[R][C++] Repartitioning on a new variable uses all my RAM and crashes
Describe the bug, including details regarding any error messages, version, and platform.
I'm trying to repartition a ~10Gb dataset based on a new variable, but I can't work out whether this is a bug or expected behaviour due to how things are implemented internally. Here's the R code I've been running:
open_dataset("data/pums/person") |>
mutate(
age_group = case_when(
AGEP < 25 ~ "Under 25",
AGEP < 35 ~ "25-34",
AGEP < 45 ~ "35-44",
AGEP < 55 ~ "45-54",
AGEP < 65 ~ "55-64",
TRUE ~ "65+"
)
)|>
write_dataset(
path = "./data/pums/person-age-partitions",
partitioning = c("year", "location", "age_group")
)
The data is in Parquet format and is already partitioned by "year" and "location". When I try to run this, it gradually uses more and more of my RAM until it crashes.
If I run it with the debugger attached, it all looks fine, but eventually dies with the message Program terminated with signal SIGKILL, Killed.
This is using Arrow C++ library version 14.0.2, and R package version 14.0.2.1
When I try this with a different variable that already exists in the dataset, it uses a lot of RAM, but seems to back off before it gets too high, e.g.
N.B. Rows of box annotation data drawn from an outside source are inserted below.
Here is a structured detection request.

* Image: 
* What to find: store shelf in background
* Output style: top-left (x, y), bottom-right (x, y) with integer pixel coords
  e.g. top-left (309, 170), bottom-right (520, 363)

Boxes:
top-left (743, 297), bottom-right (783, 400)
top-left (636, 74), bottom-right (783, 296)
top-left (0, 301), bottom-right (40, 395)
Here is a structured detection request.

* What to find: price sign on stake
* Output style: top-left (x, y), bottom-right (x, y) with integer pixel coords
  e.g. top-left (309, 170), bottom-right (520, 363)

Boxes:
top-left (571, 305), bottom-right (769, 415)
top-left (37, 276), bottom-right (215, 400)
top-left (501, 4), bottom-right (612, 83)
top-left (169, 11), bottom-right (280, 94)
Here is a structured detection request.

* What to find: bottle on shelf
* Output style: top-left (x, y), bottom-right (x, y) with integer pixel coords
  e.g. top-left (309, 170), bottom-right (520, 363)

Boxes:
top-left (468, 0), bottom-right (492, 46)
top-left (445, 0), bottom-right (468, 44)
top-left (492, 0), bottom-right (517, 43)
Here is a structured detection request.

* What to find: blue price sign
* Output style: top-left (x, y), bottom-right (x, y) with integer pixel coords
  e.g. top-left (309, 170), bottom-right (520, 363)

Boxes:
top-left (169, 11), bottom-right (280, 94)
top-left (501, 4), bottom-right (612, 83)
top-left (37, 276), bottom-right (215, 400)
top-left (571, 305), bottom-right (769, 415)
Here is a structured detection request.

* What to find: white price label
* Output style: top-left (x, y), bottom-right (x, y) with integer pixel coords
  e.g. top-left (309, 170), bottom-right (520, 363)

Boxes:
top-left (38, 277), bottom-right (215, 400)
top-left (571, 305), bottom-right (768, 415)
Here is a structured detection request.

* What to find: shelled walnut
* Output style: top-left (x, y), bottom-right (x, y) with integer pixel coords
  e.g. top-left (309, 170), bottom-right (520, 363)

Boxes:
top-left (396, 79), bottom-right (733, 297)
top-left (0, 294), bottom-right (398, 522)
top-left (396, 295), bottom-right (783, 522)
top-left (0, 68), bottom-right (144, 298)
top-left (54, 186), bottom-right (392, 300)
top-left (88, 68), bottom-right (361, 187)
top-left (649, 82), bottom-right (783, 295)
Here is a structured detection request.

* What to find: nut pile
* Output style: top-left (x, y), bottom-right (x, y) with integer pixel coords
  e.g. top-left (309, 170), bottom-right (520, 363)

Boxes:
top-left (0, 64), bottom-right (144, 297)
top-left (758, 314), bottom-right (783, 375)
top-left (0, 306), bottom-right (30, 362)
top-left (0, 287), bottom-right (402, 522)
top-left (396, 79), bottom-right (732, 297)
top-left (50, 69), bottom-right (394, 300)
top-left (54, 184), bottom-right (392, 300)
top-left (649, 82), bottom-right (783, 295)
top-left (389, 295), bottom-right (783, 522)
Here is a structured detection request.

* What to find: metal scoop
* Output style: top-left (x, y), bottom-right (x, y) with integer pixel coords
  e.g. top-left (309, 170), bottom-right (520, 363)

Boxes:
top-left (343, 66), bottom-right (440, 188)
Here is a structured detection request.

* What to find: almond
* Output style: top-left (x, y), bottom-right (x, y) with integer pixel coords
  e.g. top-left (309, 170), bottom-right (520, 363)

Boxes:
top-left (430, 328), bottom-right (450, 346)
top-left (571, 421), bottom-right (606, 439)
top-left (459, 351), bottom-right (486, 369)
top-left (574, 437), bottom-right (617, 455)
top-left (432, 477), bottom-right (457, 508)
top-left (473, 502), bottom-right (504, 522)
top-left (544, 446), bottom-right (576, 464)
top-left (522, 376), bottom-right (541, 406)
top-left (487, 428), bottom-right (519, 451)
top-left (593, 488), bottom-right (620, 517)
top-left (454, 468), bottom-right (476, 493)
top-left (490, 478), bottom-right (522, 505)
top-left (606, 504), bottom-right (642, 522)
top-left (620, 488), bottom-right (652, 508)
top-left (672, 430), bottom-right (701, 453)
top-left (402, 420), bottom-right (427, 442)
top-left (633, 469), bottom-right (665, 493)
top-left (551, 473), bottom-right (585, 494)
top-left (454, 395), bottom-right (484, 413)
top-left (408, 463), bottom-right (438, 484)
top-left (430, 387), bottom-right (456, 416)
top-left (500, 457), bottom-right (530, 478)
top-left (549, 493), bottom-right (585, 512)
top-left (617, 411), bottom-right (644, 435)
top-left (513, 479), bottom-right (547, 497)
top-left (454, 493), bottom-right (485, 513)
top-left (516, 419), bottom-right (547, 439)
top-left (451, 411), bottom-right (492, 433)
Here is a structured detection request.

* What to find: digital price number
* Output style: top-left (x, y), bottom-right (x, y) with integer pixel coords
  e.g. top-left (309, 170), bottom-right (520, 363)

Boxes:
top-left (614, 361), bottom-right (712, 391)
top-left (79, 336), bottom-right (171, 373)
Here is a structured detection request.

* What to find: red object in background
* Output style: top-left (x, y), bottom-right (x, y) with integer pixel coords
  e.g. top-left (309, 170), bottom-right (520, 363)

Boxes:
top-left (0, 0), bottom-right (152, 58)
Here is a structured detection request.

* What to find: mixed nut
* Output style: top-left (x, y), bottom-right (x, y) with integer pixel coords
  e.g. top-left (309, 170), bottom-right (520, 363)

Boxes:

open_dataset("data/pums/person") |>
write_dataset("data/pums/person-cow-partition", partitioning = c("year", "COW"))
I think I'm missing something here in terms of what's going on, rather than this being a bug?
Component(s)
C++
@westonpace Reckon this is a bug?
Is it possible to print the query plan that gets generated? I agree that this should work.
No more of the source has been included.